Le dernier maître du chaabi, Cheikh El-Hasnaoui, est décédé samedi dernier, à l’âge de 92 ans, à l’île de la Réunion. Il avait arrêté sa carrière musicale en 1968 mais son oeuvre continue de dominer la musique algérienne. Retour sur un artiste cultivant le secret.
La voix rocailleuse de Cheikh El-Hasnaoui s’est éteinte samedi dernier à l’île de la Réunion. L’artiste kabyle est parti comme il avait vécu : dans la discrétion. Cheikh El-Hasnaoui, Mohamed Khelouati pour l’état civil, avait arrêté de composer des chansons depuis 34 ans. Pourtant, il demeurait la grande référence du chaabi. Un symbole aussi de l’Algérie réconciliée avec ses identités. Alternant l’arabe dialectal et le kabyle, l’auteur de » La Maison Blanche » s’illustre dès les années 30 en créant son courant musical, un style reconnaissable à sa cascade de voix grave, au son lancinant du banjo et à ses textes douloureux. A cause d’un amour malheureux, il s’exile en France dès 1937. N’ayant pas pu épouser sa bien-aimée Fadhma, il décide de ne plus remettre les pieds chez lui du vivant de cette dernière.
L’exil, la vie et la mort
De Matoub Lounès à Aït Menguellet, tous les chanteurs kabyles se sont inspirés de la discographie de Cheikh El-Hasnaoui, pour sa musique ou sa thématique. L’exil a joué un rôle majeur dans la vie de l’artiste, quelques fois fait de souffrances mais souvent source de création.
« Son exil a servi l’Algérie en exprimant dans le contexte des plus grands bouleversements socio-économiques du XXe siècle, la sensibilité de ses compatriotes dans ce qu’elle a de vrai et de tragique », estime son biographe Rachid Mokhtari. Son parcours atypique qui l’a mené de sa profonde Kabylie à l’Océan indien a crée autour de lui une aura de mystère. Très engagé durant la guerre d’indépendance- il avait refusé de composer des chansons alors que ses compatriotes avaient pris les armes- il a quitté définitivement la scène artistique quelques années après 1962.

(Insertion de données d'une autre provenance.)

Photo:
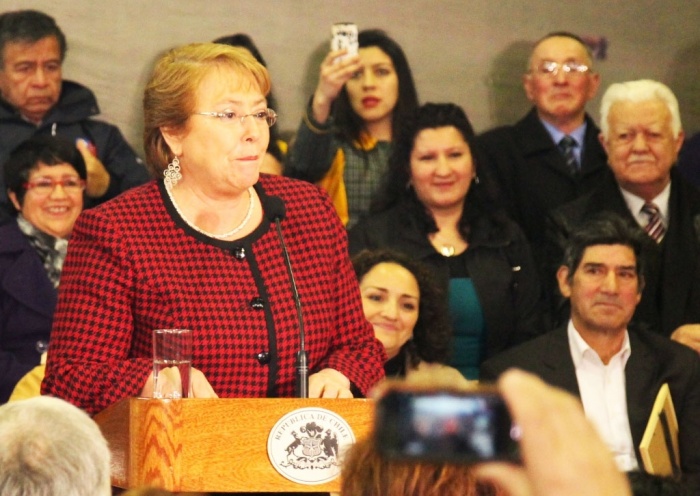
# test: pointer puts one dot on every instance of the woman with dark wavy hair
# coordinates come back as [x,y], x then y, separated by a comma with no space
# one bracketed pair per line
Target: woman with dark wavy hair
[344,140]
[408,311]
[433,207]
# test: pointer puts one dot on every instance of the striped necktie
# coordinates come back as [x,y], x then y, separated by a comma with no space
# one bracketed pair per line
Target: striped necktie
[655,227]
[567,146]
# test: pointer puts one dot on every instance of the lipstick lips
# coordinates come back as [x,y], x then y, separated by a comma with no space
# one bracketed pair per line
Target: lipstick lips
[370,102]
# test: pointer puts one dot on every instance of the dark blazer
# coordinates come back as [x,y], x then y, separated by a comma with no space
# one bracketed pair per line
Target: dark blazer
[531,174]
[654,360]
[499,262]
[671,295]
[27,303]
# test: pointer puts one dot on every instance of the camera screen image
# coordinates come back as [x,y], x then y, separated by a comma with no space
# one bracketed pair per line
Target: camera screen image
[445,426]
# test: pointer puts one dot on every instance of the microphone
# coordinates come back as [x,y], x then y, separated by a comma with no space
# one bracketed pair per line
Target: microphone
[276,211]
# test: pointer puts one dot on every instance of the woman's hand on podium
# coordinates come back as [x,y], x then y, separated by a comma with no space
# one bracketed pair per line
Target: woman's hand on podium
[329,383]
[169,380]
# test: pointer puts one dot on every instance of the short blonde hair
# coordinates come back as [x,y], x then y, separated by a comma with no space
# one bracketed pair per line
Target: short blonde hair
[641,90]
[170,95]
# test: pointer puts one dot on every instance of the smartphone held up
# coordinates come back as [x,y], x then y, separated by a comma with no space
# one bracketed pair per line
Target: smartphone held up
[445,426]
[344,36]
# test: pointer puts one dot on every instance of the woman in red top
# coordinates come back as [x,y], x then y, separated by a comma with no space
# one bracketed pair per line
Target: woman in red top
[199,250]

En partageant sa solitude avec les étoiles ( » Ya noudjoum el lil « ), en se demandant où ses pas le menaient ( » Sani sani « ), en pleurant son amour ( » Nadia « , » Fadhma « ) ou en maudissant l’exil ( » Lghrova « ), Cheikh El-Hasnaoui a toujours su trouver les justes mots et notes. Dans ses dernières compositions, très en avance sur son temps, il intègre des airs sud-américains dans des morceaux chaabi, réputés inaccessibles pour des oreilles profanes. Le grand maître est parti samedi dernier.